契約どおり、身体からはエネルギーがなくなっていった。きっともう長くは動けない。私はふらふらしながらキーを打った。
「モウイキマス」
「待て!行くな!」
これで最後。もうジャンプできそうにない。私は最後の力をふりしぼってキーを打った。

「オトナニ、ナッテ」

それを読むと、彼はもう何も言わず膝をかかえてしまった。私もぐったりと彼の肩の上に倒れたまま長い長い時間が過ぎた。
やがて月もだいぶ傾いた頃、彼は涙を拭いてかばんをごそごそしはじめた。
「送ってやるよ。幽霊を成仏させるときには線香を焚いて見送ってやると、天国で幸せになれるってこの本に書いてある」
そう言いながら彼が取り出したのは『悪霊退散』という縁起でもない本だった。そして彼の手にあるお線香には『天然ハーブ レモングラスの香り』などと書いてある。
「私は悪霊か!しかもそれお線香じゃなくてハーブ香だし!」
ご丁寧に、セットでついてきた可愛いネコの形のお香立てに必死に立てようとしている。
全くもって最後までロマンチックもファンタジックもないんだから。
あきれたけれど嬉しかった。なんだかあわてている横顔も頼もしい。
きっと彼は今ひとつ大人になったんだろう。

柔らかで優しいお香の香りが私の身体を包み込み、透きとおる羽根に染み込んでいく。
ひとりぼっちで天国への道を登らなければならない私に、淋しくないよと語りかけてくるようだった。
「さよなら。
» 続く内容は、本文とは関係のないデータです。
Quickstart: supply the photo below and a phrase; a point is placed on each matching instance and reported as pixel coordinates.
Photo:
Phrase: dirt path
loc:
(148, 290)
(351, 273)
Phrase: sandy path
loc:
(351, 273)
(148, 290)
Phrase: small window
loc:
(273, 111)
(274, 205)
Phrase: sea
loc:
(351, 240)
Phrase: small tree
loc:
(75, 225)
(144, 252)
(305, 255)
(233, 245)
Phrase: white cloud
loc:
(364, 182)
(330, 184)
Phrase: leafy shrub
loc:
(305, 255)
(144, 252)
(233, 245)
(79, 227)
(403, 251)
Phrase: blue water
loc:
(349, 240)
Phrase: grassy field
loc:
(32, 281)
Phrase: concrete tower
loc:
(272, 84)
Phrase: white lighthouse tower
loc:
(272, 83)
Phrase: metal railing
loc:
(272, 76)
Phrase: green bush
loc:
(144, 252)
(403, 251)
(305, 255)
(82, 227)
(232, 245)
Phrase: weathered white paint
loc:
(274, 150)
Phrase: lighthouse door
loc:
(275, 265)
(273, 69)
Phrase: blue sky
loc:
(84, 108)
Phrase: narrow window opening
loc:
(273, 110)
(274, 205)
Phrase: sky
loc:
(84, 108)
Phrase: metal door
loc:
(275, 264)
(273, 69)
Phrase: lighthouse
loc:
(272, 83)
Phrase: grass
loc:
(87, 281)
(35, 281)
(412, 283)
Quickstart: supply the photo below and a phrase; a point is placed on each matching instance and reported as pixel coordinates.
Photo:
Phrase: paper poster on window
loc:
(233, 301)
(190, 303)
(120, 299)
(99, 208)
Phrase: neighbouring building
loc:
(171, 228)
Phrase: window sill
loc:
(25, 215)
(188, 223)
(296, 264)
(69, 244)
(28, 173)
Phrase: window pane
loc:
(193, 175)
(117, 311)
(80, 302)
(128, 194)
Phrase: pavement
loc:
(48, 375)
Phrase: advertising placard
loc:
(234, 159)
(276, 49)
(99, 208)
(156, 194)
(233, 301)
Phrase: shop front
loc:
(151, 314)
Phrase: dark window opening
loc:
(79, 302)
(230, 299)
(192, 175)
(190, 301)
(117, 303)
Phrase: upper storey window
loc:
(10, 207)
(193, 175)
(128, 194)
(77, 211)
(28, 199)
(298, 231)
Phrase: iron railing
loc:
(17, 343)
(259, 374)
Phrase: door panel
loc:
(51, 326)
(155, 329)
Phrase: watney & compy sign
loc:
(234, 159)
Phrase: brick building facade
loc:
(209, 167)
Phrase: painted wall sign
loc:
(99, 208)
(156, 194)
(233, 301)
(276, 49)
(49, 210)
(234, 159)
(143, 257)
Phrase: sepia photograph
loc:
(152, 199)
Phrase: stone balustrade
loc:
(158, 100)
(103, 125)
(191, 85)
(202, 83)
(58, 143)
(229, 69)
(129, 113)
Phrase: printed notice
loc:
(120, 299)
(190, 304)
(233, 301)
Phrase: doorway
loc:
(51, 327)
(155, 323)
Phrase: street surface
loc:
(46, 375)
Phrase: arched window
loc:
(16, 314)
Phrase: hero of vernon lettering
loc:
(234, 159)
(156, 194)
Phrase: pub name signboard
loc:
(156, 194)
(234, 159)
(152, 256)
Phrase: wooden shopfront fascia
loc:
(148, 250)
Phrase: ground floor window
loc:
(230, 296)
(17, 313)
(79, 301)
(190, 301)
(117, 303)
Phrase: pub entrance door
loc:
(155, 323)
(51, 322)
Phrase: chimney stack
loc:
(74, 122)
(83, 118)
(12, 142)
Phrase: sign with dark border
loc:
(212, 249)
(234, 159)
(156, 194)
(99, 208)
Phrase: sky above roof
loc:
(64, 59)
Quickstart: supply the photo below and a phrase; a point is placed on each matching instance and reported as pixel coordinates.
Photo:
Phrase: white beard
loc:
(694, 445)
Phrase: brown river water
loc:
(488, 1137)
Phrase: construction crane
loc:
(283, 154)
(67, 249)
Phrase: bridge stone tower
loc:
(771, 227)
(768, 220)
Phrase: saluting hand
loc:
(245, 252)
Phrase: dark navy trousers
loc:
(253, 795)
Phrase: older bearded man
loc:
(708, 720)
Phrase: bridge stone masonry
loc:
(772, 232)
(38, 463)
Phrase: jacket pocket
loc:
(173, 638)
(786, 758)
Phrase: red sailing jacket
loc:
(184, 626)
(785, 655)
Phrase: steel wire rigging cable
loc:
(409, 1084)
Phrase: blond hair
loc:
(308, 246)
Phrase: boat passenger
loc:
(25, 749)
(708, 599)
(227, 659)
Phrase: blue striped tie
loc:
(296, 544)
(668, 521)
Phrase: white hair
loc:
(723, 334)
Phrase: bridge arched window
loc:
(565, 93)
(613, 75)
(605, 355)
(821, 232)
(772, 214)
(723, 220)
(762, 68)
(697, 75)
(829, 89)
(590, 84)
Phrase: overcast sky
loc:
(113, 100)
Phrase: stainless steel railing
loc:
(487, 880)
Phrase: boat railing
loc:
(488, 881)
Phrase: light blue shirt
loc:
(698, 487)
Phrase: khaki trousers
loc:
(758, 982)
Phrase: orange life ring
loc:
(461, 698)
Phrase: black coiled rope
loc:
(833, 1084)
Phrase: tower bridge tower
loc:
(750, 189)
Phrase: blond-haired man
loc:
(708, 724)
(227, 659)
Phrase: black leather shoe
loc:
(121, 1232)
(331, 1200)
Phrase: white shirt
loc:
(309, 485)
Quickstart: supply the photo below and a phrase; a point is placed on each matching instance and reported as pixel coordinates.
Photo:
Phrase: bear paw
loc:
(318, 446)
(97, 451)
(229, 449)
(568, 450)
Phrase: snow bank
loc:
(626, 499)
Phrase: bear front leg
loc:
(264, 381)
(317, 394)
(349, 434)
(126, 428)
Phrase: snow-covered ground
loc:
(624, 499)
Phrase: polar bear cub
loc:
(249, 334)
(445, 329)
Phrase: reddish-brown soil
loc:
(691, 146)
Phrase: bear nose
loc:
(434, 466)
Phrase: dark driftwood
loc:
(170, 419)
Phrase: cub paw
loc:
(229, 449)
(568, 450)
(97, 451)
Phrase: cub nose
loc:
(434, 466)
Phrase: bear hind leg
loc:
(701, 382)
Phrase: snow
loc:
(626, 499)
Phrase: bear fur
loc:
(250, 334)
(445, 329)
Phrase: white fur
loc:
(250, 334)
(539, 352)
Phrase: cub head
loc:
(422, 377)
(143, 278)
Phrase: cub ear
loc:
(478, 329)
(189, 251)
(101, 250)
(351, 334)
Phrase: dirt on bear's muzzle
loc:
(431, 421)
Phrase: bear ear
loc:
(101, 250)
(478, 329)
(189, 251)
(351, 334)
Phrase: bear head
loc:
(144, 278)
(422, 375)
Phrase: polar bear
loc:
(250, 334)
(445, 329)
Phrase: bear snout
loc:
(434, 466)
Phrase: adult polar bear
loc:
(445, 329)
幸せになってね」
二人の声が重なったちょうどその時、空から光が降りてきて、私の身体をゆっくりと持ち上げ地上から離していった。
私は、ネコのお香立てを片手に立ち尽くしている彼の姿を目に焼き付け、ゆっくりと生まれ育った街の夜景を仰ぐと、振り切るように月が浮かぶ空を見た。
身体はどんどん急上昇し、白い光の中に新しい世界の扉が見えてきた。天上のあまりの眩しさに目を閉じると、涙が一粒こぼれて落ちた。

もう戻れない。

彼が焚いてくれた、包み込むように暖かで優しいレモングラスの香り。
それは目を開けてからもしばらくの間、宙を漂いながら私にまとわりついた。